There’s trouble brewing in Bangalore. A bunch of musicians with an apparent aversion to cool are writing some very interesting music, not to be hep or get gigs and monies and chicks and drugs. Simply because. It’s being spearheaded by a label called Consolidate, run by a man named Rahul Giri, aka _RHL.

(Bonus trend: with the withering away of conventional indie record labels, a label can only exist today—especially in India—if it’s also a “collective”. Consolidate, besides being a label, is also a collective.)

For this writer, Consolidate is responsible for some of the finest sounds coming out of Indian laptops in 2017. Personal highlights: Lovesongs by Aniruddh Menon and Princess This by Disco Puppet. While individualistic in aesthetic, all their artists have a unifying exploratory strain in their works, settling neatly in the “alternative electronica” scene that tears s**t up at the end of the year at Magnetic Fields.

And here we were thinking all of Bangalore was too busy arguing over dynasty vs. fascism, boasting about their temperature, starting startups, and drinking craft beer.

Listening Room
Listening Room (LR) is where all the power-nerds of the music world get together and stare at each other awkwardly. Sometimes they mumble hello. It’s a benevolent commune for weirdos. It’s also a series of excessively experimental gigs that takes place in oddballs spaces: abandoned buildings, defunct bakeries, art galleries, vegan cafes that serve vegetarian meatball sandwiches (which don’t suck, from personal experience), low-key bars.

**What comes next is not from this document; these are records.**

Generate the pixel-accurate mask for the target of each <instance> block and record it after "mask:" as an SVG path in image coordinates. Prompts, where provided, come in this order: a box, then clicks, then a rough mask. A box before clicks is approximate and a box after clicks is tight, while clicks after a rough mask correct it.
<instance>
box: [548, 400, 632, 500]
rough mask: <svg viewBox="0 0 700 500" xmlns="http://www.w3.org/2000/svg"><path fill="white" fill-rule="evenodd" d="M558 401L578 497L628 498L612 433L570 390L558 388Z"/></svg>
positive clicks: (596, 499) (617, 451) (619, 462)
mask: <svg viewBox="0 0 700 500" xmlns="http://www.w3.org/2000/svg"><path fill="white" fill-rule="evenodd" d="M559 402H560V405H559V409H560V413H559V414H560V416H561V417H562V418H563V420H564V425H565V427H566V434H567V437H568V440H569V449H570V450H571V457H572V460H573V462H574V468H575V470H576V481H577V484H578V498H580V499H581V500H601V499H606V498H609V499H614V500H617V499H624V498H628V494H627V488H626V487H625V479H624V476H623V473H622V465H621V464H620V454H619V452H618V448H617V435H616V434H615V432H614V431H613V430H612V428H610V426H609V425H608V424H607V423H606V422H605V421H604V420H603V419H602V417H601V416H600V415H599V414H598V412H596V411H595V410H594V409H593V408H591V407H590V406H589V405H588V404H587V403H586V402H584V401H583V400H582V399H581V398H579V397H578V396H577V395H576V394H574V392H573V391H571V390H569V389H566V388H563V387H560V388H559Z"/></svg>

LR gigs began in Delhi—the founder is a tall and soft-spoken man named Rana Ghose—but have travelled far and wide, including the regular spots such as, uh, Ladakh and Baroda. Let’s just say it’s a super-duper niche sub-sub-sub-culture, comprised of musicians, friends, fans, and curious cats. The kind of music? Generally forward-thinking experimental electronica, avant-garde, ambient, harsh and not harsh noise (so tread lightly).
It’s a commitment to art for art’s sake and the DIY ethic. They’re often BYOB, and entry is Rs 300, though if you try to sneak in for free, an LR volunteer will engage in a little light intimidation until you pay up. Gear is often shared by the artists, and profits are equally split. There’s an overall spirit of camaraderie: a lot of the music is so out there that it probably deserves to be binned, but people will still give it a shot. Also, no one ever claps, just like Vienna before the war. Coincidence?

Akhil Sood is an arts and culture writer based in New Delhi.